Conférence du travail organisée par l'APFUTU
APFUTU
Une conférence organisée dimanche 29 juin par les représentants des travailleurs et travailleuses a rejeté le code du travail et s'est engagée à déjouer tous les « complots » visant à imposer le document controversé « par des moyens détournés ». Les participant.es à la conférence ont exigé que les gouvernements du Sindh et du Punjab mettent fin à leurs tentatives d'imposer le code du travail sans véritable consultation des travailleurs.
Ils et elles ont également demandé qu'un salaire de subsistance soit déclaré comme salaire minimum légal, que l'inscription à la sécurité sociale et aux pensions soit obligatoire et que des mesures strictes soient prises contre le système de contrats illégaux dans les usines et sur les lieux de travail.
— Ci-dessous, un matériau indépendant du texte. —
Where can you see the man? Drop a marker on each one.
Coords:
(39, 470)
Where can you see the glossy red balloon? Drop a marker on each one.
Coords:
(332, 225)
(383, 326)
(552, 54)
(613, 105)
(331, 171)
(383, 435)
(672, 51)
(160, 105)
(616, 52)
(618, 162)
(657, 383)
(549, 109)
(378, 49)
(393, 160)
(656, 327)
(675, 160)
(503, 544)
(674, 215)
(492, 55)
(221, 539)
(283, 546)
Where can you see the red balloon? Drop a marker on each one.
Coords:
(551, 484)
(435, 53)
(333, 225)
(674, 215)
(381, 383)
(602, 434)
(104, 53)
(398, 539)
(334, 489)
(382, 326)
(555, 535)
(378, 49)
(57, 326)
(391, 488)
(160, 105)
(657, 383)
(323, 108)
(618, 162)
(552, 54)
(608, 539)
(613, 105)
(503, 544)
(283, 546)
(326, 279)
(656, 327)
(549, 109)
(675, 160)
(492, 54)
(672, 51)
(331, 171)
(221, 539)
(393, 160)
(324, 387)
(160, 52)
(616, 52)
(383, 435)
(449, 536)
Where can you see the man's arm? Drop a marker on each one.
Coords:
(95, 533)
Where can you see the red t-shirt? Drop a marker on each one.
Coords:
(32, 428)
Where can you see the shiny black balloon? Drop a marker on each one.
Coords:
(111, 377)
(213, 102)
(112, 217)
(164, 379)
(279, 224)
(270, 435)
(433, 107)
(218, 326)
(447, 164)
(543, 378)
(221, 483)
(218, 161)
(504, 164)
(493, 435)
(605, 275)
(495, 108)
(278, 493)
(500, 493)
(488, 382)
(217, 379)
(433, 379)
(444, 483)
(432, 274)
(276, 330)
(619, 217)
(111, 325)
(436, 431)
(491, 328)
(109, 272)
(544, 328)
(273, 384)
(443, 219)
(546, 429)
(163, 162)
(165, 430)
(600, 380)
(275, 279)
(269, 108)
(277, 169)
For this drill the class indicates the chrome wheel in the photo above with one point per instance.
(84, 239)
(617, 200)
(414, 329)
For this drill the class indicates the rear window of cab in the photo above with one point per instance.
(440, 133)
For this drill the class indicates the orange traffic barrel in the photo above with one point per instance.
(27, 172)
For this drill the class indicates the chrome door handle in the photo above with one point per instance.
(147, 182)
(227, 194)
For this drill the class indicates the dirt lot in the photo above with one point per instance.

La « Conférence du travail » était organisée par la Fédération pakistanaise des syndicats unis (APFUTU).
La Conférence du travail dénonce la « collaboration » de l'OIT avec les gouvernements provinciaux, qui pourrait mettre fin au droit des travailleurs à un emploi permanent.
L'événement était présidé par la secrétaire générale du GFTU, Samina Irfan, et un grand nombre de travailleurs y ont assisté.
S'exprimant à cette occasion, Samina Irfan, de la GFTU, a déclaré que le code du travail cherchait à sauvegarder les intérêts des industriels et de la bureaucratie, et non ceux des travailleurs et travailleuses.
Elle a souligné que les gouvernements fédéral et provinciaux étaient devenus les facilitateurs de ce qu'elle a appelé un programme anti-ouvrier.
Le gouvernement du Pendjab a déjà approuvé le code en dépit de nombreuses objections et vise à le faire adopter par l'assemblée. Dans le Sind, le gouvernement a envoyé le projet au département juridique sans consulter les organisations syndicales, contrairement à son engagement. Après de vives protestations, le ministre du travail du Sind a promis de partager le projet final avec les représentants des travailleurs.
Zia Syed a fermement condamné la collaboration de l'OIT avec les gouvernements provinciaux sous le couvert des codes du travail du Punjab et du Sindh afin d'abolir le droit légal des travailleurs à un emploi permanent.
Il a déclaré que le véritable objectif du code était de légaliser le système contractuel d'exploitation, de supprimer le droit de grève et de syndicalisation des travailleurs et, en fin de compte, d'affaiblir leur pouvoir collectif.
Il a ajouté que le code proposé légitimait la servitude pour dettes par le biais du concept trompeur de « prêts anticipés », institutionnalisant l'achat et la vente de travailleurs. "Il contredit la loi de 1992 sur l'abolition de la servitude pour dettes, viole la Constitution, défie les conventions de l'OIT et menace de réintroduire l'esclavage au nom d'une réforme juridique.
En outre, les travailleurs sont licenciés illégalement en grand nombre, les manifestations sont réprimées par la violence et les efforts de syndicalisation sont sabotés par la collusion entre les propriétaires d'usines et les fonctionnaires corrompus du ministère du travail. Les cas de harcèlement et de violence à l'encontre des travailleuses sont également en augmentation.
Il a souligné que les usines pakistanaises produisant des vêtements pour des marques internationales signataires de l'accord avec le Pakistan violaient cet accord.
Zulifiqar Ali, militant des droits de l'homme, a déclaré que l'unité des travailleurs et travailleuses était nécessaire pour résoudre tous les problèmes. Il a demandé des salaires décents pour tous les travailleurs.
Les participant.es ont également demandé l'arrêt immédiat des licenciements illégaux et des mauvais traitements infligés aux travailleurs, ainsi que le licenciement des fonctionnaires du ministère du travail qui font obstacle à la syndicalisation.
Ils ont demandé que les marques de mode internationales assument leurs responsabilités en matière de droits des travailleurs, que l'accord du Pakistan et les accords-cadres mondiaux soient respectés dans la réalité et dans la pratique et que des mesures concrètes soient prises pour mettre fin au harcèlement et à la violence à l'encontre des travailleuses.